The Australian economy has entered unchartered territory and needs a bigger, more engaged workforce in order to grow, according to Westpac’s Australian Financial Services chief executive Brian Hartzer.
Addressing the Trans-Tasman Business Circle in Sydney today, Hartzer explained how the rise of China and India, evolution of the mining sector, aftermath of the GFC, ageing population and new technology were converging to “materially impact on Australian growth”.
Hartzer – who was educated in the US and is widely tipped eventually to succeed Gail Kelly as Westpac Group CEO – had three recommendations for improving productivity: a bigger workforce; more fulfilling jobs; and better access to work opportunities.
On the first point, he noted that Australians viewed the job market differently from people in the US, Asia and Europe, translating top “a rather equivocal view of immigration”.
Here’s what he said:
[There is in Australia] the belief that economic opportunity is limited – like a cake where the more you slice it, the smaller each piece must be.
This translates to a very rigid view of how a “job” must be defined, how it is scoped and how it’s paid. It also leads to a rather equivocal view of immigration.
The truth, of course, is that more people working and contributing to the economy actually means more opportunity (and more cake!) for everyone.
So it should be the objective of business, policy makers, organised labour, and the media to remove barriers to work.
Hartzer called for more flexible workplaces and better access to child care and disability support to help people re-enter or remain in the workforce.
He added that Australia needed “a more enlightened national view of immigration”, especially as the economy transitioned from relying heavily on the resources sector to more knowledge-based sectors.
I recognise this is a politically charged topic.
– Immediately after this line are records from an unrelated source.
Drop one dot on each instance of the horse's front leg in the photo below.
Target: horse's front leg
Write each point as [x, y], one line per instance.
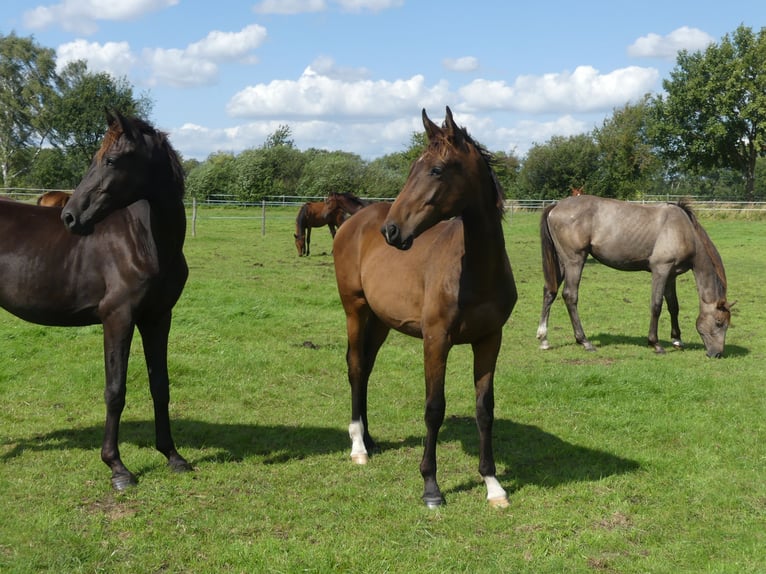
[154, 333]
[659, 278]
[118, 335]
[366, 334]
[485, 354]
[671, 298]
[570, 294]
[435, 349]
But if we are to grow, compete successfully, and reach our national potential, we simply must increase the size of our skilled workforce.
According to the Economist magazine, 40% of the US Fortune 500 companies were founded by immigrants or their children, as were 7 out of 10 of the world’s most valuable brands.
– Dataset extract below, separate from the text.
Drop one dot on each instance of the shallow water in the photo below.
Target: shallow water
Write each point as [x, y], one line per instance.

And in Silicon Valley, 40% of startups have an immigrant founder (including Google, Ebay, Facebook, Yahoo, and arguably Apple, since Steve Jobs’ father was a Syrian immigrant.
And where would Australia be without entrepreneurs like Frank Lowy, Harry Triguboff and Victor Smorgon, or world-renowned research biologist Sir Gus Nossal, the late heart specialist Dr Victor Chang, and the inventor of spray-on-skin, Dr Fiona Wood?
My point is that skilled immigration and innovation are connected.
And there is increasing evidence that for our economy to grow — and for Australia to develop alternatives to the resources sector — we need innovation industries.
That’s because technology companies, advanced manufacturing, biotech, and so-called traded services — like law, consulting and architecture — employ higher-paid people from whom a larger share of earnings flows back into the community through their consumption of local services such as home renovation, house -keeping and hair-dressing.
In short, you need a source of fresh money to drive the economy, and skilled knowledge workers provide that drive.